Já o deputado Reginaldo Lopes avalia que o movimento do presidente da Câmara ao apensar propostas e destravar a tramitação confere método a um debate que já estava presente na sociedade, mas ainda carecia de previsibilidade institucional. “Quando o presidente da Câmara decide apensar propostas e destravar a tramitação, ele dá método para um debate que já está nas ruas. Isso é bom para todo mundo”, afirmou.
Segundo Reginaldo, a formalização do rito atende tanto trabalhadores quanto o setor produtivo. “Para o trabalhador, porque o tema deixa de ser promessa e vira caminho. Para o setor produtivo, porque sai do ruído e entra em um processo com previsibilidade, diálogo e regras claras”, disse. O deputado classifica o fim da escala 6×1 como uma “pauta civilizatória” e defende que o avanço só será possível com construção de maioria. “Ela só vai virar realidade se a gente construir maioria, com responsabilidade e sem radicalismo”, afirmou.

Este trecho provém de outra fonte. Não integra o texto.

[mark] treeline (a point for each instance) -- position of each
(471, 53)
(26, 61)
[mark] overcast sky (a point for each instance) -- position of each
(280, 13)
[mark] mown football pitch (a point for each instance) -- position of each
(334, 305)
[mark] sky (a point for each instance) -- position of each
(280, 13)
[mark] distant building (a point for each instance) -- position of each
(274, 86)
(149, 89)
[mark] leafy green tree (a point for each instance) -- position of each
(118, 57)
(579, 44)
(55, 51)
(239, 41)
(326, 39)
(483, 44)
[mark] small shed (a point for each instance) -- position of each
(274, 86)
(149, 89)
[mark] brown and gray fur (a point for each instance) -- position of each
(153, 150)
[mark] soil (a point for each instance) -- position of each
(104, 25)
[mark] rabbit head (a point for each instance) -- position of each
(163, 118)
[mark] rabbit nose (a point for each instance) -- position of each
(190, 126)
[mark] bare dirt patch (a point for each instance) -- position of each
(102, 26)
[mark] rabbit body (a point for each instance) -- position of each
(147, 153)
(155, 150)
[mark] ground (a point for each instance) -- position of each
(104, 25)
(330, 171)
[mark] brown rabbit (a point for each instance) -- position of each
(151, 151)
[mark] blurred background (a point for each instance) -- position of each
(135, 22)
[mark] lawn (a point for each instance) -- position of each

Deputados e a luta pelo fim da escala 6×1
Ao detalhar os próximos passos, Reginaldo explicou que o caminho agora é objetivo: análise de admissibilidade na CCJ, seguida de comissão especial para aprofundar o mérito, e, posteriormente, votação em plenário. “Ou seja, a pauta entra na fase em que contar voto e construir acordo vira prioridade absoluta”, disse, ressaltando que uma emenda constitucional exige maioria qualificada.
O deputado também sinalizou que a comissão especial será o espaço para discutir impactos econômicos, produtividade, saúde do trabalhador e transições. “O meu foco é garantir um texto que una forças, que traga transição responsável e que deixe claro que a redução da jornada é um ganho de produtividade convertido em bem-estar, não uma aventura econômica”, afirmou.
Reginaldo disse ainda estar “otimista com responsabilidade” e avaliou que o debate ganhou tração social e organização institucional, o que muda o cenário político da proposta. Para ele, o desafio agora é manter mobilização social e diálogo permanente para que a Câmara consiga avançar em um novo pacto sobre a jornada de trabalho no país.
A convergência entre as falas de Erika Hilton e Reginaldo Lopes indica uma estratégia compartilhada: transformar o fim do 6×1 em um compromisso institucional da Câmara, com rito definido, debate público e exposição clara das posições. Ao detalhar os próximos passos, os articuladores da proposta buscam reduzir a possibilidade de bloqueio silencioso e deslocar a discussão do plano simbólico para o terreno concreto da negociação legislativa.